Connectionists: Call for Participation: SIGTYP 2020 Shared Task on the prediction of typological features

Fri Apr 3 11:51:00 EDT 2020

https://sigtyp.github.io/st2020.html

The SIGTYP workshop, co-located with the EMNLP 2020 conference in Punta
Cana (Dominican Republic), is offering a shared task on the prediction of
typological features. The shared task encompasses nearly 2,000 languages,
with typological features taken from the World Atlas of Language Structures
(WALS; Dryer and Haspelmath 2013).

To participate in the shared task, you will build a system that can predict
typological properties of languages, given a handful of observed features.
Training examples and development examples have already been provided (see
link below). All submitted systems will be compared on a held-out test set.

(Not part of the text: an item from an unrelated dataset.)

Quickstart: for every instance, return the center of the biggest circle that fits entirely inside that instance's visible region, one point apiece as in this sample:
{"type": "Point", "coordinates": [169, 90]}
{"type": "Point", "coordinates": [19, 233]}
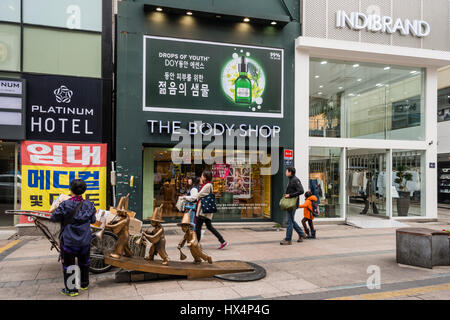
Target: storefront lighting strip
{"type": "Point", "coordinates": [275, 21]}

Moreover, you will be invited to describe your system in a system paper for
the SIGTYP workshop proceedings. The task organisers will write an overview
paper that describes the task and summarises the different approaches
taken, and their results.

*Important Links*

- Download Train and Dev data:
https://github.com/sigtyp/ST2020/tree/master/data
- Register for the Task! https://sigtyp.github.io/st2020-reg.html

*Important Dates*

- Training data Release: 26 March 2020
- Test data Release: 20 June 2020
- Submissions Due: 1 July 2020
- Writeup Due: 1 August 2020

*Description*

The typological features in WALS represent one approach to the
categorization of the languages of the world according to their linguistic
properties, e.g. in terms of their syntax, morphology, phonology inter
alia. One example of such a typological feature is the basic word order
feature. For instance, English is best described as a subject-verb-object
(SVO) language whereas Japanese is best described as a subject-object-verb
(SOV) language.

One major issue with WALS, however, is that it is both sparse and skewed in
terms of language-feature annotations. It is sparse in the sense that most
languages only have annotations for a handful of features, and skewed in
the sense that a few features have much wider coverage than others.
Luckily, such features often correlate with one another, which allows for
prediction of those features from others. For instance, languages where the
verb precedes the object tend to have prepositions, e.g. Norwegian, whereas
languages where the object precedes the verb word tend to have
postpositions, e.g. Japanese.

Although there is a significant amount of previous work dealing with
versions of this task (*Daumé III and Campbell 2017; Bjerva et al. 2019;
Ponti et al. 2019*), important design choices have been frequently ignored.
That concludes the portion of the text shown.